[Pitch] Primary Associated Types in the Standard Library

Hi all,

While SE-0346 is converging on a nice design, I think it's time to start discussing what associated types should be marked primary throughout the Standard Library.

To get things started, I've prepared a draft proposal (direct Markdown link, evolution PR) and an initial implementation that adds primary associated type declarations to 20 existing stdlib protocols.

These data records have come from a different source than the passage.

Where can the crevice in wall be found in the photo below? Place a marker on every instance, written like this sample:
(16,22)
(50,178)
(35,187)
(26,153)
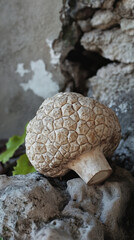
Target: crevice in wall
(79,65)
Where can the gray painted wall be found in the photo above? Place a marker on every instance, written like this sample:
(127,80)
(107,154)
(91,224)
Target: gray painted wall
(28,66)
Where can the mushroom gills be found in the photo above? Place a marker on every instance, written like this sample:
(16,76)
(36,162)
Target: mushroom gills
(91,166)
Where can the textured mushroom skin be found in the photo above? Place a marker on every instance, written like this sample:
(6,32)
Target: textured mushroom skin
(64,127)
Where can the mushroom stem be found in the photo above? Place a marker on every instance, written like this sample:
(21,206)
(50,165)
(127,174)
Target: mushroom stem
(91,166)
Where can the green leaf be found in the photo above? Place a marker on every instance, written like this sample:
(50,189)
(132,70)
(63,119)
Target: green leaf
(23,166)
(11,146)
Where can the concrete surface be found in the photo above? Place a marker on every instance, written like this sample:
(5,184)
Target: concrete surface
(28,66)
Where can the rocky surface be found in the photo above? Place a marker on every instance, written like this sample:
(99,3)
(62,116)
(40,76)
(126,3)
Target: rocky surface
(97,57)
(33,207)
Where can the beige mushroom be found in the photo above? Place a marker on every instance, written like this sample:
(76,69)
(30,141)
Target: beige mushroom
(71,131)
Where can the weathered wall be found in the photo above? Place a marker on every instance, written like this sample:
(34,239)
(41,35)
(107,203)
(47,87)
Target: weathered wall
(28,70)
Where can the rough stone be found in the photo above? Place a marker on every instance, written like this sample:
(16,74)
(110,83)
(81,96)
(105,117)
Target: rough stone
(113,85)
(33,207)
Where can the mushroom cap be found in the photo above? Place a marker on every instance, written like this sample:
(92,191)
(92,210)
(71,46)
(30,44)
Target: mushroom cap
(65,126)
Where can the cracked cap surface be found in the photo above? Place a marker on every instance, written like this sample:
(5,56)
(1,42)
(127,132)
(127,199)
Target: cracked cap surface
(66,125)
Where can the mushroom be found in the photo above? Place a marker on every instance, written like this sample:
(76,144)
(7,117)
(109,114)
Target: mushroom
(73,132)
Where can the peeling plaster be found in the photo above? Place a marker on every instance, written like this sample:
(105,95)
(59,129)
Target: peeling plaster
(21,70)
(41,83)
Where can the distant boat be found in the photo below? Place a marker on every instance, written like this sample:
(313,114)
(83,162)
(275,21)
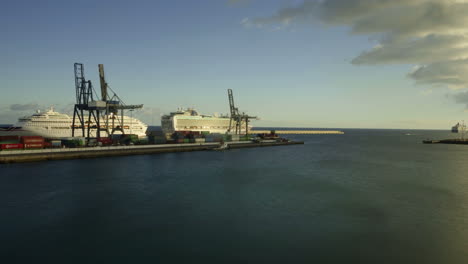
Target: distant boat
(455,128)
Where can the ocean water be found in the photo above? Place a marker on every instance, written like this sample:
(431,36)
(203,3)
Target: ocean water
(369,196)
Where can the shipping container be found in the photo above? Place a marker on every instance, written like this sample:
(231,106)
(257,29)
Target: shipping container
(33,145)
(56,143)
(11,146)
(9,142)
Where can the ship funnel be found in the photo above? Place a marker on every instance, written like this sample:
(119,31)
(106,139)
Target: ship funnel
(103,82)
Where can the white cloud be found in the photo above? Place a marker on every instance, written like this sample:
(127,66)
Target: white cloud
(432,34)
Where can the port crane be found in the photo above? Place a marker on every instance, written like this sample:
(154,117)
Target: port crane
(107,108)
(236,117)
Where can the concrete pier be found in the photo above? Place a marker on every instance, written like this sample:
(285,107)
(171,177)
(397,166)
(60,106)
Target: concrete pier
(16,156)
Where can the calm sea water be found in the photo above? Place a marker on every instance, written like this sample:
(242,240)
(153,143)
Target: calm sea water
(369,196)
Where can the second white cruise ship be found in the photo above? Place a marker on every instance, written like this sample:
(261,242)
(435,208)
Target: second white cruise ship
(190,120)
(51,124)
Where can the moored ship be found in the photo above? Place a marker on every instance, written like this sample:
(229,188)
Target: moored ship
(51,124)
(190,120)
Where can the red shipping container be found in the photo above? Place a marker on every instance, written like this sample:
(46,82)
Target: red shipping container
(5,138)
(33,145)
(11,146)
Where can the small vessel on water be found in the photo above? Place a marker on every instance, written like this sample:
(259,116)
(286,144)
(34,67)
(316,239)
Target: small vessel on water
(52,124)
(190,120)
(456,127)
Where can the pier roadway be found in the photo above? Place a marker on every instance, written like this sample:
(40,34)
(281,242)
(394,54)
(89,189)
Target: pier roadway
(14,156)
(299,132)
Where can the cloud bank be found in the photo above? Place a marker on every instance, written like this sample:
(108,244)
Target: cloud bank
(430,34)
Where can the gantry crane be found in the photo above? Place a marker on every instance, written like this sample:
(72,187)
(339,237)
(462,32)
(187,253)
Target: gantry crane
(237,117)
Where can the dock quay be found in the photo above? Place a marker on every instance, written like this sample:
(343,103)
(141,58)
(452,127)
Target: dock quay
(447,141)
(300,132)
(19,156)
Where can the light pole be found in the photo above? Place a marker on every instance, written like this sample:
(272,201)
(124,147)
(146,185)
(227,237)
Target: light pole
(131,120)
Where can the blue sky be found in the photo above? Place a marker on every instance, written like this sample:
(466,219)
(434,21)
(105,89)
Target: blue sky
(170,54)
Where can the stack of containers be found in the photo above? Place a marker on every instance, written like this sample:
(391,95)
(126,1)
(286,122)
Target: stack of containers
(157,137)
(32,142)
(245,138)
(10,143)
(104,141)
(129,139)
(73,142)
(56,143)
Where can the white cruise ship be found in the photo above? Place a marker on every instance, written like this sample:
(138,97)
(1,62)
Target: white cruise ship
(190,120)
(51,124)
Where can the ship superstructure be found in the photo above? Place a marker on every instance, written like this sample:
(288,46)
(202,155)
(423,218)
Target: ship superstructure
(190,120)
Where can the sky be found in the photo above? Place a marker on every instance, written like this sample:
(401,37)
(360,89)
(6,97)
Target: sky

The key part is this table; it lists all public protocols in the Standard Library that have associated type requirements, along with their proposed primary associated type (if any), as well as a list of other associated types.

Protocol Primary Others
Identifiable ID --
Sequence Element Iterator
IteratorProtocol Element --
Collection Element Index, Iterator, SubSequence, Indices
MutableCollection Element Index, Iterator, SubSequence, Indices
BidirectionalCollection Element Index, Iterator, SubSequence, Indices
RandomAccessCollection Element Index, Iterator, SubSequence, Indices
RangeReplaceableCollection Element Index, Iterator, SubSequence, Indices
LazySequenceProtocol Elements Element, Iterator
LazyCollectionProtocol Elements Element, Index, Iterator, SubSequence, Indices
SetAlgebra Element ArrayLiteralElement
OptionSet Element ArrayLiteralElement, RawValue
RawRepresentable RawValue --
RangeExpression Bound --
Strideable Stride --
Numeric -- IntegerLiteralType, Magnitude
SignedNumeric -- IntegerLiteralType, Magnitude
BinaryInteger -- IntegerLiteralType, Magnitude, Stride, Words
UnsignedInteger -- IntegerLiteralType, Magnitude, Stride, Words
SignedInteger -- IntegerLiteralType, Magnitude, Stride, Words
FixedWidthInteger -- IntegerLiteralType, Magnitude, Stride, Words
FloatingPoint -- IntegerLiteralType, Magnitude, Stride, Exponent
BinaryFloatingPoint -- IntegerLiteralType, FloatLiteralType, Magnitude, Stride, Exponent, RawSignificand, RawExponent
SIMD Scalar ArrayLiteralElement, MaskStorage
SIMDStorage -- Scalar
SIMDScalar -- SIMDMaskScalar, SIMD2Storage, SIMD4Storage, ..., SIMD64Storage
Clock Instant --
InstantProtocol Duration --
AsyncIteratorProtocol -- (1) Element
AsyncSequence -- (1) AsyncIterator, Element
GlobalActor -- ActorType
KeyedEncodingContainerProtocol -- (4) Key
KeyedDecodingContainerProtocol -- (4) Key
ExpressibleByIntegerLiteral -- IntegerLiteralType
ExpressibleByFloatLiteral -- FloatLiteralType
ExpressibleByBooleanLiteral -- BooleanLiteralType
ExpressibleByUnicodeScalarLiteral -- UnicodeScalarLiteralType
ExpressibleByExtended-
GraphemeClusterLiteral
-- UnicodeScalarLiteralType, ExtendedGraphemeClusterLiteralType
ExpressibleByStringLiteral -- UnicodeScalarLiteralType, ExtendedGraphemeClusterLiteralType, StringLiteralType
ExpressibleByStringInterpolation -- UnicodeScalarLiteralType, ExtendedGraphemeClusterLiteralType, StringLiteralType, StringInterPolation
ExpressibleByArrayLiteral -- ArrayLiteralElement
ExpressibleByDictionaryLiteral -- Key, Value
StringInterpolationProtocol -- StringLiteralType
Unicode.Encoding -- CodeUnit, EncodedScalar, ForwardParser, ReverseParser
UnicodeCodec -- CodeUnit, EncodedScalar, ForwardParser, ReverseParser
Unicode.Parser -- Encoding
StringProtocol -- Element, Index, Iterator, SubSequence, Indices, UnicodeScalarLiteralType, ExtendedGraphemeClusterLiteralType, StringLiteralType, StringInterPolation, UTF8View, UTF16View, UnicodeScalarView
CaseIterable -- AllCases

Notes:

(1) AsyncSequence and AsyncIteratorProtocol logically ought to have Element as their primary associated type. However, we have ongoing evolution discussions about adding a precise error type to these. If those discussions bear fruit, then the new Error associated type would need to also be marked primary. To prevent source compatibility complications, adding primary associated types to these two protocols is deferred to a future proposal.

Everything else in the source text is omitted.